It’s been 18 months since Shelby County Schools had a chief academic officer and leaders say the search is still ongoing.

The chief academic officer is responsible for creating benchmark goals for schools, training and recruiting teachers and principals, and overseeing academic strategy. Now, Superintendent Dorsey Hopson said the district has interviewed about 12 people for the top academics job and is still searching.

When Heidi Ramirez announced her resignation in February 2017, Sharon Griffin took some — but not all — responsibilities of setting the academic agenda for Tennessee’s largest district. The search continued even as Griffin helped teachers transition to two curriculums meant to be more aligned to Tennessee’s new requirements for student learning. When Griffin left to lead the Achievement School District in May, another void in leadership formed.

Superintendent Dorsey Hopson speaks to reporters on the first day of school Monday at American Way Middle School.
PHOTO CREDIT: Laura Faith Kebede/Chalkbeat

“It’s got to be somebody obviously who knows and understands teaching and learning very deeply, understands the impact of these academic standards, but is also going to be able to inspire and motivate principals and people at the district,” Hopson, an attorney, said Monday.

In the meantime, Angela Whitelaw, interim chief of schools, Joris Ray, assistant superintendent for academic operations, and Antonio Burt, assistant superintendent for the district’s lowest performing schools, have been filling in the gaps, Hopson said.

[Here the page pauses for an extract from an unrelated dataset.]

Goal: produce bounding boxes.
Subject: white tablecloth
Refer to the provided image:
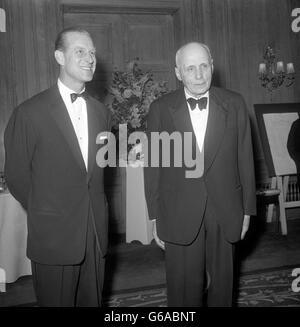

They have their work cut out for them. The district made significant gains in early literacy this year, but is still far from its goal for 2025 to have 90 percent of third-graders reading on grade level. The team is also working to revise and refine the academic plan to help Shelby County Schools reach those goals.

The Memphis district has been the epicenter of Tennessee’s school improvement efforts since 2012, when 69 of the 83 worst-performing schools in the state were located in the city. Since then, the Innovation Zone, a local initiative to improve schools with state funding, continues to outpace the state-run district, which has relied on privately managed charter organizations to turn around schools.

Getting the right person to carry on that work will be vital to the district’s future.

“The search is ongoing. I hope to have some announcements soon but we’re not going to rush it,” Hopson said.